La période 1998-2004 correspond à la présidence de l’ayatollah réformateur Mohammad Khatami et signe la victoire populaire contre l’extrémisme islamique. Le nouveau président prône la tolérance et la liberté d’expression. Partisan d’un État de droit et d’une réelle participation démocratique, il répond aux aspirations de la jeunesse et à celles des femmes dont les voix, dans les deux cas, ont été déterminantes pour son élection. Le régime Khatami est vu comme un tournant culturel de même ampleur que la révolution de 1979 : “Nationalism appeared to have attained a happy synthesis between pre-Islamic Iran and Islam” (Abrahamian 2009 : 187). Plusieurs quotidiens indépendants sont créés durant cette parenthèse réformiste. Les publications sur les Achéménides bondissent à 181 titres (84 livres et 97 articles). Les traductions dépassent 38 % des titres publiés durant la période. On peut interpréter ce phénomène éditorial comme le signal d’une réappropriation identitaire de la part des Iraniens sortant du cauchemar postrévolutionnaire. Activement produits par les éditeurs privés, ces livres et articles contrastent avec ceux que le régime fait paraître et qui tournent autour de l’islam. Ils portent non seulement sur l’art et l’architecture, mais également sur la gouvernance des Achéménides dont ils soulignent la tolérance et l’ouverture à ce qu’on appelle aujourd’hui le pluralisme.
Si la période 1998-2004 signale un réveil culturel et identitaire matérialisé par un regain d’intérêt pour le passé préislamique, la dernière période (2005-2009) manifeste une résistance plus affirmée, si l’on en juge par la poussée des publications sur les Achéménides (260 titres dont 182 livres et 78 articles). Les conservateurs ont repris le pouvoir sous la présidence de Mahmoud Ahmadinejad, personnalité emblématique de l’islam extrémiste. Plus le nouveau président affermit son pouvoir, plus il se réfère aux valeurs islamiques des premières années de la révolution en incitant la société, par voie de presse, à abandonner les valeurs non islamiques. On lui doit la décision de supprimer des manuels scolaires toute référence aux dynasties, depuis celles de l’Antiquité perse jusqu’à celle des Pahlavi, ou encore de construire un barrage à proximité de la tombe de Cyrus à Pasargades, comme en leur temps les régimes communistes d’Europe s’étaient appliqués à défigurer les sites historiques et religieux par de gigantesques usines et autoroutes construites dans leurs abords immédiats.

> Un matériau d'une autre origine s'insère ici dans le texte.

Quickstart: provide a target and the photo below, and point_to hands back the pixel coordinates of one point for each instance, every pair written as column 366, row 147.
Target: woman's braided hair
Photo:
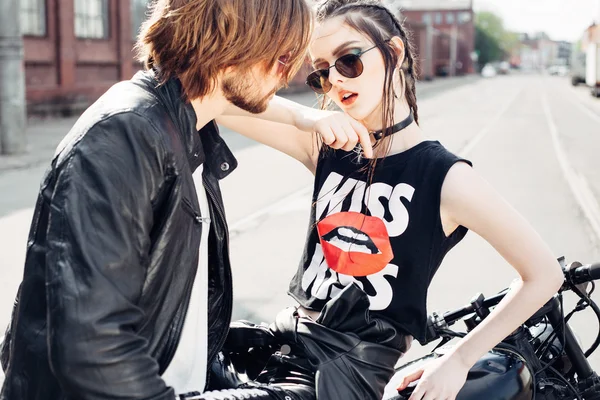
column 380, row 24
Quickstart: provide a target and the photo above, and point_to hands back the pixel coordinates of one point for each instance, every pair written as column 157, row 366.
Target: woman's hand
column 340, row 131
column 441, row 379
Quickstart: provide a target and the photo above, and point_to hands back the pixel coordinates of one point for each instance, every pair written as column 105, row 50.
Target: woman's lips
column 355, row 244
column 348, row 98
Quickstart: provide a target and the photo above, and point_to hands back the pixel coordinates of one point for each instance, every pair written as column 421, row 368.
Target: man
column 127, row 290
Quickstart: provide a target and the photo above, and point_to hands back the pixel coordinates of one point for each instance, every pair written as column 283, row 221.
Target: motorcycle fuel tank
column 498, row 375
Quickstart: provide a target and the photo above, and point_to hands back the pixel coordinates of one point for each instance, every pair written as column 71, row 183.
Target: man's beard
column 241, row 93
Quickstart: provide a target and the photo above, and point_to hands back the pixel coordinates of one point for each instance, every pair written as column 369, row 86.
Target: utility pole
column 12, row 80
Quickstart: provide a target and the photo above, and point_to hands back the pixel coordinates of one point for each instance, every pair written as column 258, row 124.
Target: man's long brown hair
column 194, row 40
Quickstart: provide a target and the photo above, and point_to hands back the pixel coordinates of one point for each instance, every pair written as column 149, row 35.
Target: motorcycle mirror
column 582, row 287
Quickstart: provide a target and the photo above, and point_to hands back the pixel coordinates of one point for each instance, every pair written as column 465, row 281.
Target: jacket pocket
column 189, row 208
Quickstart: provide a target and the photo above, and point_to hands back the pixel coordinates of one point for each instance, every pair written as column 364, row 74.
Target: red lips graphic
column 355, row 244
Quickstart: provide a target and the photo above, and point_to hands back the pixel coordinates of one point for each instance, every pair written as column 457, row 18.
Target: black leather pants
column 344, row 354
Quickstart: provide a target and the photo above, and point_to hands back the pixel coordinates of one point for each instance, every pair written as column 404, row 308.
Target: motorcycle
column 541, row 360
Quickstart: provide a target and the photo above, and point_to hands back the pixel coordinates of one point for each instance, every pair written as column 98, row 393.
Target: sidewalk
column 44, row 134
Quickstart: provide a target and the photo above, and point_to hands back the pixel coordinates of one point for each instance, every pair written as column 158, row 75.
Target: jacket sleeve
column 98, row 237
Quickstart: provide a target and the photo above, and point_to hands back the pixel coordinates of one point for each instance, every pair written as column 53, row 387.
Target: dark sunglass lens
column 319, row 81
column 349, row 65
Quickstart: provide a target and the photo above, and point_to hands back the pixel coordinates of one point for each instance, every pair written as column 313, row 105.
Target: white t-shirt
column 187, row 371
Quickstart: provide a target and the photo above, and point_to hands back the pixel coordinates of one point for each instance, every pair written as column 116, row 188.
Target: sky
column 560, row 19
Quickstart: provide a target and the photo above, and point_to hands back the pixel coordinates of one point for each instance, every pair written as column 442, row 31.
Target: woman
column 381, row 225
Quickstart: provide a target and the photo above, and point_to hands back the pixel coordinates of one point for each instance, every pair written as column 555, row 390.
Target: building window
column 138, row 16
column 33, row 17
column 464, row 17
column 427, row 18
column 91, row 19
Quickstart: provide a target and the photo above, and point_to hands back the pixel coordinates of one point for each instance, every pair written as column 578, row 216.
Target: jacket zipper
column 221, row 215
column 197, row 217
column 182, row 312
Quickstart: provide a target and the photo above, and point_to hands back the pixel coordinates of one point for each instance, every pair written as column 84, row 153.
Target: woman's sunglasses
column 348, row 65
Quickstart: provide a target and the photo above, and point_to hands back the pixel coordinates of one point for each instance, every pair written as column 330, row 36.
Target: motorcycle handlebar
column 582, row 274
column 585, row 273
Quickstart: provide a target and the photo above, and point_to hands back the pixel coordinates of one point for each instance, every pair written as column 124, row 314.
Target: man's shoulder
column 128, row 112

Amorcée dès 2004 avec l’élection du Parlement, l’élimination progressive de ces ancrages identitaires et nationalistes dans l’histoire préislamique se traduit par une montée de l’insatisfaction sociale et de la résistance populaire. Parallèlement, on note une flambée des publications sur les Achéménides, passant d’un peu plus de 25 titres annuels sous le régime Khatami à 52 titres sous le régime Ahmadinejad, soit plus du double. Moins spectaculaire, l’accélération des traductions n’en reste pas moins conséquente avec une moyenne de 15 titres par an contre moins de 10 durant la période antérieure. Parallèlement, les publications originales en persan (livres et articles) font plus que doubler. Les titres de cette période concernent surtout les exploits de Cyrus le Grand (apogée de l’Iran), le cylindre (emblème de la défense des droits humains), le rayonnement de la culture et de la civilisation des anciens Perses (au moment où l’Iran d’Ahmadinejad est au ban de la communauté internationale), Darius et la pacification des peuples (contraste avec les déclarations belliqueuses du président et la politique nucléaire du régime). En résumé, l’accent est mis sur la puissance, la culture et le rayonnement de l’Iran préislamique.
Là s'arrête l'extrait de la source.